読み終えて改めて装丁を見てみると、物語の空気そのままでぼくは切なくなります。
深い哀しみや厚い憎しみの連鎖は断ち切ることができないものだろうか。
たとえば「愛」によってそれを断ち切れることができるないのだろうか。
キリスト教による「愛」や、仏教によるところでは、「慈悲」の心を持って。
いつかの時点でそれを止めないと、ずっとずっと負の連鎖が永遠と続くように……。
オカルトのような突拍子もない設定と現実との二重構造の仕掛けがうまく物語を盛り上げています。

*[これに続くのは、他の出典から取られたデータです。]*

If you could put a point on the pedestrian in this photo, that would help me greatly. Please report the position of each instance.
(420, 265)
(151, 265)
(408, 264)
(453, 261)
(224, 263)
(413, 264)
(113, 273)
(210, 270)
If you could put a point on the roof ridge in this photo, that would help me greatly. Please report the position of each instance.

主人公が苦悩する生活がリアルだから作者の力量が必要だとつよく感じています。
過去と現在がつながったときの切ない哀しみが、大きな余韻として残る作品です。
◎1956年、埼玉県生まれ。広告制作会社勤務を経て、コピーライターとして独立。97年『オロロ畑でつかまえて』で小説すばる新人賞を受賞し、デビュー。2005年『明日の記憶』で山本周五郎賞、14年『二千七百の夏と冬』で山田風太郎賞を受賞
48P
だから、初めて外回りに出た時は、懲役を終えて刑務所を出所した気分だった。胸に突き刺さる切断音、受話器を叩きつけられる耳をつんざく音、警戒する声、不愉快そうな声、疑念、厭味、説教、罵声、軽蔑、自分が全否定される言葉を浴び続けていると、相手の悪感情がメタンガスのようにためこまれて、体が爆発しそうになる。
189P
男がまた僕の誤りを正す口調で言う。
「偶然などであるものか。ここへ君が来たのも必然。ここに私がいるのも必然。因果というべきか。名品と呼ばれる一匹の金魚が、この世に現れるのと同じこと。すべてが必然の積み重ねなのだよ」
「僕のところに彼女が来たことも、偶然ではないと?」
「勿論、すべては繋がっているのだ」
「何が起きているのか、ご存知なら教えてください」
僕は言葉で小男にすがりつく。
「偶然に思えるあらゆるものが、じつは見えない糸で繋がっている。それが因果だ」
「へ?」まるで禅問答だ。もっと具体的な情報がほしい。
「どんな小さなことにも、何気なく選んだ途にも意味がある。それと気づかなければ見逃してしまうすべてのことに」
397P
空が赤く染まっている。海も赤く染まっている。
聞こえるはずのない中国の古い歌が遠くで聴こえた気がした。
黄昏のかりそめの赤は、いつもたちまち消えてしまう。